A fundação de Alexandria em 332 a.C. deu origem a um novo centro da cultura helénica. Com a decadência de Atenas, o centro de produção do conhecimento científico muda-se para a nova capital do mundo helénico. Como consequência, dá-se a fusão entre os conhecimentos teóricos dos gregos e os conhecimentos empíricos dos egípcios, fusão essa que está na origem de um período de grande esplendor. Os grandes marcos que comprovam que Alexandria era de facto um centro de conhecimento neste período são a fundação da biblioteca e do museu de Alexandria, e da Escola de Alexandria, tendo passado por ela muitos nomes ligados à medicina na antiguidade clássica.

A Biblioteca de Alexandria

O Egipto era um país onde a tradição da cultura e das colecções sempre tinha existido e desde o tempo dos antigos faraós existiam bibliotecas. Também alguns soberanos Assírios e Babilónicos possuíam bibliotecas. Em Ninive, foi mesmo encontrada em 1849 por Layard, a biblioteca cuneiforme do rei assírio Assurbanipal, cujos livros eram placas de argila. No entanto, a primeira biblioteca particular realmente importante, antes da biblioteca de Alexandria, foi a biblioteca de Aristóteles elaborada, patrocinada em parte, pelos generosos subsídios de Alexandre.

A instituição da antiga biblioteca de Alexandria tinha como o principal objectivo preservar e divulgar a cultura nacional e continha livros que foram trazidos de Atenas, comprados e muito negociados pelo fundador da biblioteca, tendo-se tornado num centro de comércio e fabrico de papiros.

A biblioteca de Alexandria, fundada por Ptolomeu I, a conselho de Demérito Falério, e desenvolvida por Ptolomeu II, chamada de Alexandriana constituía a maior riqueza da cidade e incentivava a permanência dos sábios gregos na sua cidade.
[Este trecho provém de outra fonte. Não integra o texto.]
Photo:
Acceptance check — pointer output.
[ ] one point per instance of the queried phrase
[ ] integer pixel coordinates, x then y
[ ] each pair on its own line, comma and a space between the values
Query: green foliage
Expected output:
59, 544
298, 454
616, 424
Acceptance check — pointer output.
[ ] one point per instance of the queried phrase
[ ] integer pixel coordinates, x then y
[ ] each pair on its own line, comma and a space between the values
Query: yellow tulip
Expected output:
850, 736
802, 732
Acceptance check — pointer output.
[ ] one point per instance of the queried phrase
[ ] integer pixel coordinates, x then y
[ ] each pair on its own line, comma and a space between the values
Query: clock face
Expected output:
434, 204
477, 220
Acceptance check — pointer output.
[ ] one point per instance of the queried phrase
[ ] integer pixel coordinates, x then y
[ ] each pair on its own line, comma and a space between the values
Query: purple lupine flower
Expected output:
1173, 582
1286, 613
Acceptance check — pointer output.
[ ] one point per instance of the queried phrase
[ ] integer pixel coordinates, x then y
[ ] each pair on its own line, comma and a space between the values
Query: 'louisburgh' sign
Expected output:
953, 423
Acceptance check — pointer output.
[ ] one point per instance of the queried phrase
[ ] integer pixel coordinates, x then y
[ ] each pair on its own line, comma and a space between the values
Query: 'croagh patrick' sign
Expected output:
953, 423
Erguendo-se em pleno Brucheiron, que representava o centro da cidade real, unida ao museu por uma colunata da mármore, a biblioteca abrigava em 10 vastos salões, milhares de rolos que continham, practicamente toda a sabedoria do mundo antigo.

Na direcção do organismo estiveram homens de comprovada capacidade científica, tais como, certa ou provavelmente: Demérito Falério, Zénoto de Éfeso, Calímaco de Cirene, Apolónio de Rodes, entre outros. Para além dos investimentos dos seus fundadores a biblioteca recebia doações sendo marcante o exemplo do filólogo Dídimo (313 - 398 d.C.), que terá composto cerca de três mil e quinhentos volumes de comentários.
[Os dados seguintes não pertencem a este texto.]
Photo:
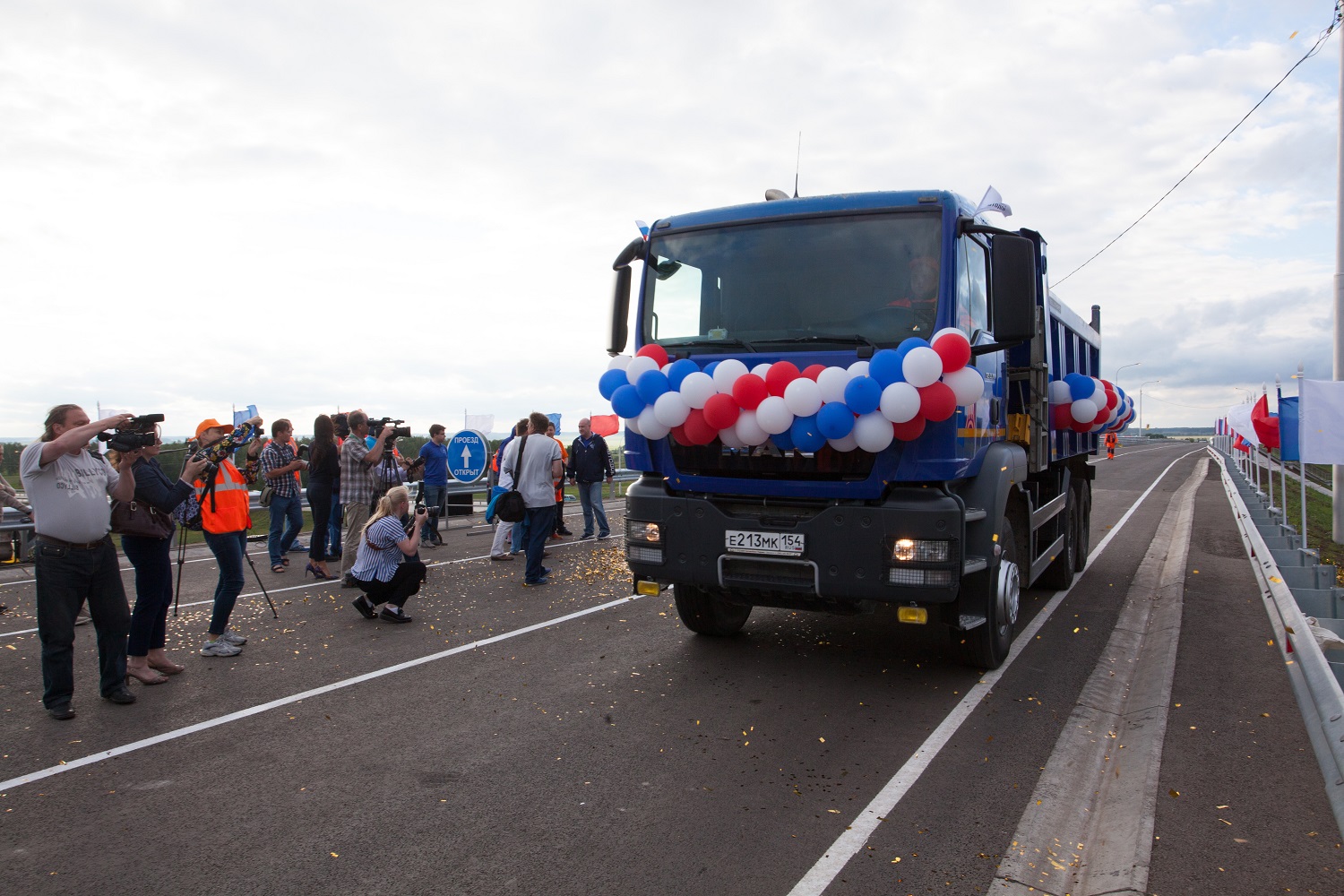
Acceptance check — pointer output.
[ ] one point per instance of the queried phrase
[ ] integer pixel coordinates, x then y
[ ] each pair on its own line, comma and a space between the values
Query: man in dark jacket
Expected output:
590, 462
É duvidoso que a biblioteca tenha sido destruída, mesmo parcialmente, em 47 a.C. por Celso; é falso que tenha sido em 391 e é muito provável que tenha sofrido danos sucessivos da parte dos imperadores que, de Carcala a Diocleciano, atacaram a cidade. É quase certo que tenha sido liquidada pelos árabes de Amur sob as ordens de Omar. Em 642 d.C., data em que os árabes ocuparam a cidade, não é possível dizer se a Biblioteca e o Museu ainda existiam na sua forma clássica. Pensa-se que terá sido nesta época que os livros da biblioteca terão sido destruídos. Conta-se que o Califa Omar teria ordenado ao Emir Amr Ibn Al que procedesse à destruição dos livros que não estivessem de acordo com o Corão. Mas, também a credibilidade desta história tem sido contestada por muitos estudiosos. De qualquer modo, o magnífico recheio da Biblioteca terá acabado nos fornos que, durante três meses, aqueceram os numerosos banhos públicos da cidade. Apenas terão sido poupados os livros de Arístóteles.
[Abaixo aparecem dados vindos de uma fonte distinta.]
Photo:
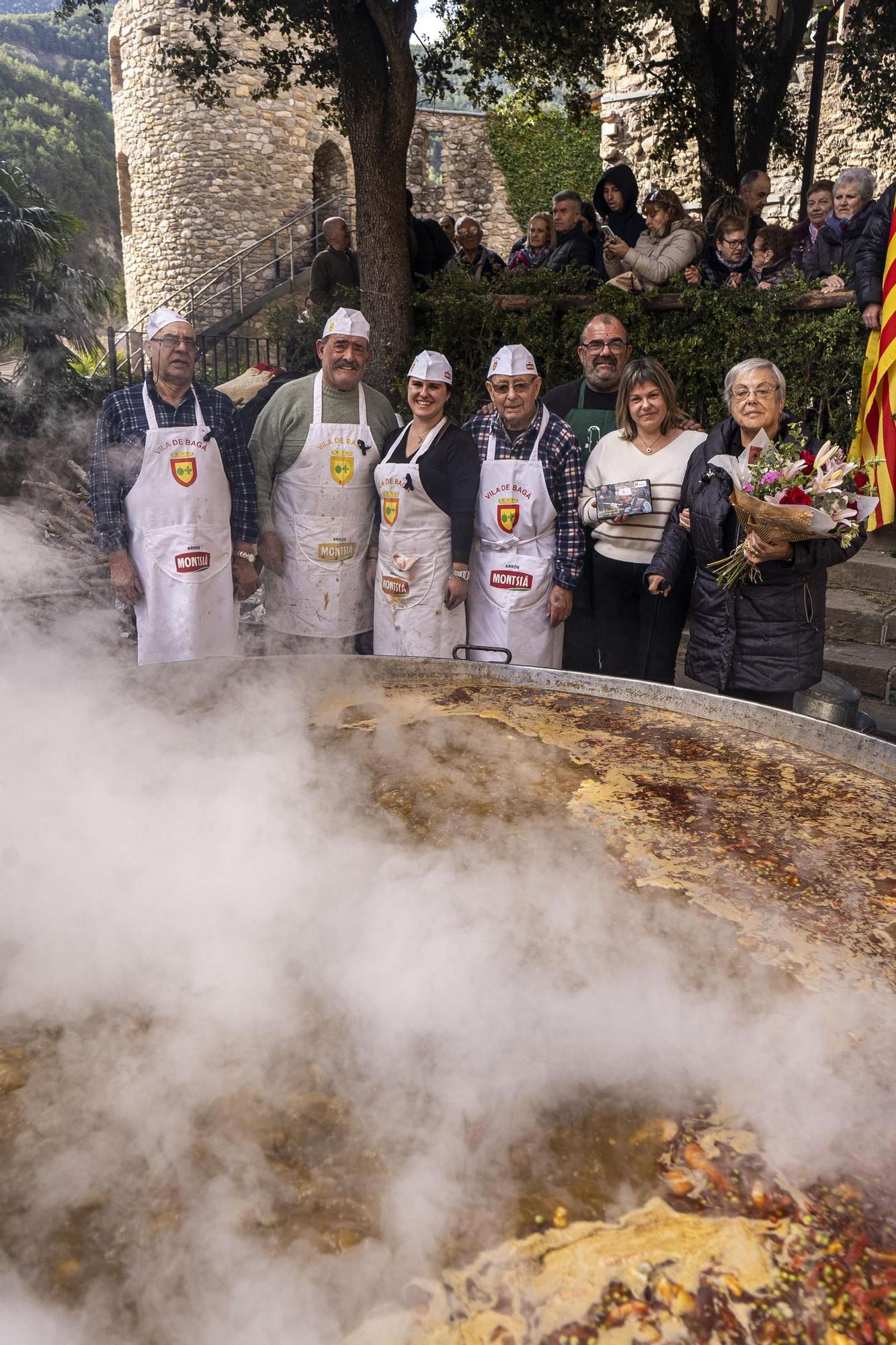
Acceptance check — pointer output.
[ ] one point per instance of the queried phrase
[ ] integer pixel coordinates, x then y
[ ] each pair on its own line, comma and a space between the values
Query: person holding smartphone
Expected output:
647, 447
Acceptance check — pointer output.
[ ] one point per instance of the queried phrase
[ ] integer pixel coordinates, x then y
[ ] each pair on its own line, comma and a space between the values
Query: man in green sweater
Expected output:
334, 270
315, 447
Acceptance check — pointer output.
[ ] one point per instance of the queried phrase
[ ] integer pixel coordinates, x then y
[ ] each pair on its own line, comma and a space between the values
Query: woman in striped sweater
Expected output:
646, 447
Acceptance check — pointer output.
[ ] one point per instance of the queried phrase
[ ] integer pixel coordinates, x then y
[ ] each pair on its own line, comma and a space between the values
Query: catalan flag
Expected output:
876, 428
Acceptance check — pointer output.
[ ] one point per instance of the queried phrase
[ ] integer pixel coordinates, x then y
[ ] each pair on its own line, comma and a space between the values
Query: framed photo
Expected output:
628, 498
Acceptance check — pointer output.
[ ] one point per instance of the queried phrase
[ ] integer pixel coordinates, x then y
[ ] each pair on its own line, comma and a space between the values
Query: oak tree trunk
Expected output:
378, 95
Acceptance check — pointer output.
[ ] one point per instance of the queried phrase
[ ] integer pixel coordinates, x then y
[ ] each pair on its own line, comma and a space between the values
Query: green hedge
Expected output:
540, 157
819, 353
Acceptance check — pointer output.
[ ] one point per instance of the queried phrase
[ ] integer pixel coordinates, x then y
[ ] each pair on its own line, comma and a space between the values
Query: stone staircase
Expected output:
861, 626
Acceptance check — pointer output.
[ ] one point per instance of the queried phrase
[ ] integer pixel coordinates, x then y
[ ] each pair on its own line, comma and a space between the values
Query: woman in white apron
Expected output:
178, 516
425, 501
322, 516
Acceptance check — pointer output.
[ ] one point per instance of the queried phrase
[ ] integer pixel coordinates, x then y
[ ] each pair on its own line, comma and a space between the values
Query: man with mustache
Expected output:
315, 447
174, 501
588, 406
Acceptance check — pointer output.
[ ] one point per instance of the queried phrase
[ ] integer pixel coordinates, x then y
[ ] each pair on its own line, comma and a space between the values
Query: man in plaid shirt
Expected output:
514, 420
517, 423
119, 453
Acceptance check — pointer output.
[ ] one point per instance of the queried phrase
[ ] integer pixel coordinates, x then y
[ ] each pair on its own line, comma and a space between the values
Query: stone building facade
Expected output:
451, 169
627, 134
197, 185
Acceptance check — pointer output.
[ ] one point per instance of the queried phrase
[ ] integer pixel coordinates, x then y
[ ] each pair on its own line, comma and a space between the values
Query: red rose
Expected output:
795, 497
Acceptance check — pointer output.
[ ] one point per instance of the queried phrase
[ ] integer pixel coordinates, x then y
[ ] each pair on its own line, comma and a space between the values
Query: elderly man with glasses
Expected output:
173, 493
528, 541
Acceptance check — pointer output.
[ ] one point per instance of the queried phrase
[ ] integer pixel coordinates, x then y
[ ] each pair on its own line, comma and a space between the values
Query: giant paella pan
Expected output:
577, 1027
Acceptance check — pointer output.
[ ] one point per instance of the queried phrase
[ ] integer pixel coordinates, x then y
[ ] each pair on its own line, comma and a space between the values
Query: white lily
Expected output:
827, 481
825, 455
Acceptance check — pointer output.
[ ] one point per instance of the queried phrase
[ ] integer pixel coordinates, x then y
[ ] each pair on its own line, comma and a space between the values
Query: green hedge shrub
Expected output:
818, 352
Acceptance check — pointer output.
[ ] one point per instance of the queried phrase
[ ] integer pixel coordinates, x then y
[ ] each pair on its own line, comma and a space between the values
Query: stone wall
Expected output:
627, 135
200, 184
463, 178
197, 184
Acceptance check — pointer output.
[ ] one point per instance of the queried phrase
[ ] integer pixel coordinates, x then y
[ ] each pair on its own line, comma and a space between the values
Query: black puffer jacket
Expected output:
764, 637
628, 223
573, 249
870, 254
836, 248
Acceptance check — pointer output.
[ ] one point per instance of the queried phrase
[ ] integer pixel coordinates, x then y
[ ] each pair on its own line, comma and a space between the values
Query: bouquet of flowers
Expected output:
783, 493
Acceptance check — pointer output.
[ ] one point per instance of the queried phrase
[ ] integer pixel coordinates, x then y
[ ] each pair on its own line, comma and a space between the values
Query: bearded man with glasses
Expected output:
528, 540
173, 493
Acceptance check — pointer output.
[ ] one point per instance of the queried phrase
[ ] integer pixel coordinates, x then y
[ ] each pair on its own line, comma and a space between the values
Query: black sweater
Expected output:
450, 475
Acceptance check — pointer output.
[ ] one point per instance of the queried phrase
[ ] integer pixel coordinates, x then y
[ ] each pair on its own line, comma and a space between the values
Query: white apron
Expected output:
415, 563
178, 514
513, 562
323, 516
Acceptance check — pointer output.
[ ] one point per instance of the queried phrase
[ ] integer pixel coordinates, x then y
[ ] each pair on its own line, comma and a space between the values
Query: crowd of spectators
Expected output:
638, 245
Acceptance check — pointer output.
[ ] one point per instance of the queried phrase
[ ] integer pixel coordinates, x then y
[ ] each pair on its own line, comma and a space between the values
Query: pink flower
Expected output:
795, 497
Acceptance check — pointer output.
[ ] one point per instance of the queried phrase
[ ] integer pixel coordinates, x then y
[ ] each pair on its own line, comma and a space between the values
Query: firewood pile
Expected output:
65, 521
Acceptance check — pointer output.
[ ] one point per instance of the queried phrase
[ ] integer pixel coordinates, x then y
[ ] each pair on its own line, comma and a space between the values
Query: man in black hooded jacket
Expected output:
573, 245
870, 258
616, 204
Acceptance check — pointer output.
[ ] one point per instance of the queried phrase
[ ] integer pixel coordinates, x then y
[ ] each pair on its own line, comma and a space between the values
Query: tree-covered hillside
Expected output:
64, 141
28, 6
76, 49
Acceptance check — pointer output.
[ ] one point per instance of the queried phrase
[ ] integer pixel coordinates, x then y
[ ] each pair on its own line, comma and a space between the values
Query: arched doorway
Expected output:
330, 185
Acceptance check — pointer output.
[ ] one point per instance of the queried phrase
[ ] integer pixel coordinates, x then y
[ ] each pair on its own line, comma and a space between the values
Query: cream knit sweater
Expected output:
614, 461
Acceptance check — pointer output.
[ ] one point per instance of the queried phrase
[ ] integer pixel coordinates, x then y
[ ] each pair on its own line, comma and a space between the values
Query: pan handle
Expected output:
481, 649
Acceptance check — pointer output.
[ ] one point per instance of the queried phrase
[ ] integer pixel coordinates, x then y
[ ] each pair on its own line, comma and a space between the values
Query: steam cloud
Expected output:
204, 899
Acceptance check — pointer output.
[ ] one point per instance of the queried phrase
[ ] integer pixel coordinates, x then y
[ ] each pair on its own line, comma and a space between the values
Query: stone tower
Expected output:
197, 184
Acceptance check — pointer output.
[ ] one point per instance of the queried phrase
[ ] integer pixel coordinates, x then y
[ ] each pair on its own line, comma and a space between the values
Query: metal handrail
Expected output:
221, 274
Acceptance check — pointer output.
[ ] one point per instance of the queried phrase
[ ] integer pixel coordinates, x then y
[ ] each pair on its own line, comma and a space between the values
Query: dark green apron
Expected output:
580, 637
589, 426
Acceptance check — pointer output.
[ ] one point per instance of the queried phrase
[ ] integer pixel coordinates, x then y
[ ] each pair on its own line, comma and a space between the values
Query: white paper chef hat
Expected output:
163, 318
348, 322
514, 361
432, 367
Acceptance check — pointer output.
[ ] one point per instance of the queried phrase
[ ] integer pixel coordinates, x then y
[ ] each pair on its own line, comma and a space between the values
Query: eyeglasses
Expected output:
743, 395
173, 342
520, 385
595, 348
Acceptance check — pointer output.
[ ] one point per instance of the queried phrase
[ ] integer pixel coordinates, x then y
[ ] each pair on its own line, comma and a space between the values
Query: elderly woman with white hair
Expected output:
758, 642
837, 240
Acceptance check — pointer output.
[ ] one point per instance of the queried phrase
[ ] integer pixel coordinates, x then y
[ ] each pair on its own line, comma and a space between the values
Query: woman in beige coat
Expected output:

O que hoje resta desta lendária biblioteca é uma cave húmida, esquecida nas ruínas do antigo Templo de Serápis e algumas prateleiras bolorentas que sobreviveram até aos nossos dias.

O Museu de Alexandria

Ptolomeu I fundou também o Museu de Alexandria, que representou na civilização helenística, o mesmo papel de uma grande universidade. Nele havia um observatório astronómico, jardim botânico, jardim zoológico, laboratórios, salas para dissecção, salões de leitura e uma grande biblioteca, a maior já organizada até então, com mais de 500.000 volumes (rolos), abrangendo todo o conhecimento da época. Ali se encontravam cópias de todos os textos escritos pelos filósofos e pelos médicos gregos.

O grande desenvolvimento das actividades do Museu no domínio das ciências naturais e da medicina deve-se à necessidade de enfrentar muitas doenças novas que a concentração urbana potenciava, ao contacto com os conhecimentos nessa área acumulados pelos egípcios ao longo de mais de dois mil anos e, por fim, ao facto de as investigações anatómicas sobre cadáveres humanos terem passado a ser permitidas, o que não acontecia anteriormente. Neste campo, podemos destacar dois nomes importantes: Herófilo de Calcedónia (315 - 255 a.C.) e Erasístrato (310 - 245 a.C.)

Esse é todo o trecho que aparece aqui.